Insight into the mechanism of galactokinase: Role of a critical glutamate residue and helix/coil transitions

- The catalytic mechanism of galactokinase is not fully understood.
- Alteration of the active site changes the dynamics of residues 174-179 and 231-240.
- Alteration of R105, E174 and R228 also affects the dynamics of these residues.
- A negative charge at residue 174 is essential for catalysis.

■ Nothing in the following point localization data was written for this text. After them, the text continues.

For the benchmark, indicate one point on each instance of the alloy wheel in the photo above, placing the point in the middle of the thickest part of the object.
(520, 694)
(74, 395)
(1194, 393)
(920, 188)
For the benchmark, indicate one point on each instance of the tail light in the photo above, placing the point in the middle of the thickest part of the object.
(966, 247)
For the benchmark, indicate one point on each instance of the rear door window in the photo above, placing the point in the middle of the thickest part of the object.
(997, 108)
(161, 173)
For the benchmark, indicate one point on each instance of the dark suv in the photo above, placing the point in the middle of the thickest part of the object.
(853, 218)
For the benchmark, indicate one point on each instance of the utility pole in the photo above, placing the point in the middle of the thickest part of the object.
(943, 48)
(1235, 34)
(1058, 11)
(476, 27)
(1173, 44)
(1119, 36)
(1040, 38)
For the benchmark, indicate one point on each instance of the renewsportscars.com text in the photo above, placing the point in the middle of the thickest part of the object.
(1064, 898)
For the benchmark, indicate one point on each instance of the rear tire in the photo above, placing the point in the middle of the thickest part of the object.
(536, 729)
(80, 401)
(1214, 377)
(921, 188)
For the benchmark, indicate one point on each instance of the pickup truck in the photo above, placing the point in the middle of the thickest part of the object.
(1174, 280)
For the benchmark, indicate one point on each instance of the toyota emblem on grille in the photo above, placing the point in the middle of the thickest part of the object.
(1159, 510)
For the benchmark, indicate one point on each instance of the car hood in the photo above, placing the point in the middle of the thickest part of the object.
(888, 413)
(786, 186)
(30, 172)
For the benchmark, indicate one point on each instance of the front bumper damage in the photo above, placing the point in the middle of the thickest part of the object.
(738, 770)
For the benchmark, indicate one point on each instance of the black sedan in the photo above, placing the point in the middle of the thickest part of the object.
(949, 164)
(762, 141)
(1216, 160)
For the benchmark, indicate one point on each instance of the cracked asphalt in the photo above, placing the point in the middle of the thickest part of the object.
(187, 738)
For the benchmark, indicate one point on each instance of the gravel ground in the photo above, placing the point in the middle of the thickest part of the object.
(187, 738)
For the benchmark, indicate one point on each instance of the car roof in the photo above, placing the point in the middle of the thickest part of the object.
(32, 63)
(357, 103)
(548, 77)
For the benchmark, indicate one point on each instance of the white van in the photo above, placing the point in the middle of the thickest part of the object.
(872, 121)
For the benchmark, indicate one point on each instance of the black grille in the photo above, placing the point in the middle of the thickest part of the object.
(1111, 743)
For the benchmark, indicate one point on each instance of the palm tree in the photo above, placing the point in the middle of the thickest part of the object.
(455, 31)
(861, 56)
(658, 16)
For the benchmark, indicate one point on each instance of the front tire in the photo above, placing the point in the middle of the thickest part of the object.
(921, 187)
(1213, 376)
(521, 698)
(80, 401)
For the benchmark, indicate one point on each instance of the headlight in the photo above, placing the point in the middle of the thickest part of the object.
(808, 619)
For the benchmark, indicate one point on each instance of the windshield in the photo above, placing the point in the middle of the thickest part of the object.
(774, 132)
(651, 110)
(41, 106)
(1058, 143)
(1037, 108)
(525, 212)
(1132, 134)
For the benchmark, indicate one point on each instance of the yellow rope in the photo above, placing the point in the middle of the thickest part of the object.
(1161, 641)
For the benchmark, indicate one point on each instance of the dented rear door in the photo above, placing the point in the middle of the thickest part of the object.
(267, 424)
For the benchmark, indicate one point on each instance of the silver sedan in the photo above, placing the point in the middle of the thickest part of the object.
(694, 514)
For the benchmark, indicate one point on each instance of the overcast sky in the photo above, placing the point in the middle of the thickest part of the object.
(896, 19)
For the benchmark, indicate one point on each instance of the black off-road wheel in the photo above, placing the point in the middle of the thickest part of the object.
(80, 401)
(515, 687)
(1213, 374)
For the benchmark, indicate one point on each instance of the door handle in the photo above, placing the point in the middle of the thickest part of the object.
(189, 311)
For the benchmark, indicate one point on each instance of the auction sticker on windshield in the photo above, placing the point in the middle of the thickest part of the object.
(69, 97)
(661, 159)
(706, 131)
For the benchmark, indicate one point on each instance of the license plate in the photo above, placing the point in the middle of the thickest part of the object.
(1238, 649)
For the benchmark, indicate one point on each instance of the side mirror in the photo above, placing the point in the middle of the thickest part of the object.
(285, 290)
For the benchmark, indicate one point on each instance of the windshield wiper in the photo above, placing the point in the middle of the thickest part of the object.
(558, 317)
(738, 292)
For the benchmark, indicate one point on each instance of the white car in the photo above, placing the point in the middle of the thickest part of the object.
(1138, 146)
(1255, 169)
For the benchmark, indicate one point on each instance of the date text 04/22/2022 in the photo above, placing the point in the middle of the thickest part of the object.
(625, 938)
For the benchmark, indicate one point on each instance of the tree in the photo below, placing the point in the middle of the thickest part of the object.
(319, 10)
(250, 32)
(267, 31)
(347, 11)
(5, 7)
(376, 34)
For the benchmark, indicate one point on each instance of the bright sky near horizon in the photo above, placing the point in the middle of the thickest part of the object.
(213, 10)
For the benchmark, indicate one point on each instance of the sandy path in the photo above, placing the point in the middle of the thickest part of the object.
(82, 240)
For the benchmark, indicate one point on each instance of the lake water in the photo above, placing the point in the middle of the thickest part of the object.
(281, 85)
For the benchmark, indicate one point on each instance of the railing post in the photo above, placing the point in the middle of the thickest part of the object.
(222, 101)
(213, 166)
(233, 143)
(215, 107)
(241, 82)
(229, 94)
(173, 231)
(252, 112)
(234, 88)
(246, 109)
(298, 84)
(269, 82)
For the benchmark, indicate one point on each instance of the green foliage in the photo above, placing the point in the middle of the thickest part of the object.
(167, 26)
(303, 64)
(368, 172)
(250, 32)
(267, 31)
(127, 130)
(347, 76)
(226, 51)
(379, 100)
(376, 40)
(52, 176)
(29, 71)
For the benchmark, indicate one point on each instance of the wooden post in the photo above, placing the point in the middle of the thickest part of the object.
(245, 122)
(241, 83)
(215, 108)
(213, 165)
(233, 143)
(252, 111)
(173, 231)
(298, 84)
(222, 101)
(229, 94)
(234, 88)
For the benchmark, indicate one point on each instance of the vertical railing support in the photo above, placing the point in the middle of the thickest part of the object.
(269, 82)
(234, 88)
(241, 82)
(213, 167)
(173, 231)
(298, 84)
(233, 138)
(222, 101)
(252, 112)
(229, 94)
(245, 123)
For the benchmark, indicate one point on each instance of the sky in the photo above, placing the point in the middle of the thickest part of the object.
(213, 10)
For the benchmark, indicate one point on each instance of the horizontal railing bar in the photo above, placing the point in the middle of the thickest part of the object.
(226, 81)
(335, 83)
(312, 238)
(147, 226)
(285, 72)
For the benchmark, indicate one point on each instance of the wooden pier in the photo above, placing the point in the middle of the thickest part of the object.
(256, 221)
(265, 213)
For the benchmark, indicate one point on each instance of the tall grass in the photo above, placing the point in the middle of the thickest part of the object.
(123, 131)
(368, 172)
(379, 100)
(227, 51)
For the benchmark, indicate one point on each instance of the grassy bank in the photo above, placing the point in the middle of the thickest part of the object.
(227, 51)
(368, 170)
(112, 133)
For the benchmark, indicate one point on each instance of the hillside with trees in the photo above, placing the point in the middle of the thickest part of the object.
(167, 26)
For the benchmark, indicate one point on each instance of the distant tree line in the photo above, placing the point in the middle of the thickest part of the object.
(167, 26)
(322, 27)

- Residues 174-179 and 231-240 are critical in activity, specificity and stability.

Galactokinase, the enzyme which catalyses the first committed step in the Leloir pathway, has attracted interest due to its potential as a biocatalyst and as a possible drug target in the treatment of type I galactosemia. The mechanism of the enzyme is not fully elucidated. Molecular dynamics (MD) simulations of galactokinase with the active site residues Arg-37 and Asp-186 altered predicted that two regions (residues 174-179 and 231-240) had different dynamics as a consequence. Interestingly, the same two regions were also affected by alterations in Arg-105, Glu-174 and Arg-228. These three residues were identified as important in catalysis in previous computational studies on human galactokinase. Alteration of Arg-105 to methionine resulted in a modest reduction in activity with little change in stability. When Arg-228 was changed to methionine, the enzyme's interaction with both ATP and galactose was affected. This variant was significantly less stable than the wild-type protein. Changing Glu-174 to glutamine (but not to aspartate) resulted in no detectable activity and a less stable enzyme. Overall, these combined in silico and in vitro studies demonstrate the importance of a negative charge at position 174 and highlight the critical role of the dynamics in to key regions of the protein. We postulate that these regions may be critical for mediating the enzyme's structure and function.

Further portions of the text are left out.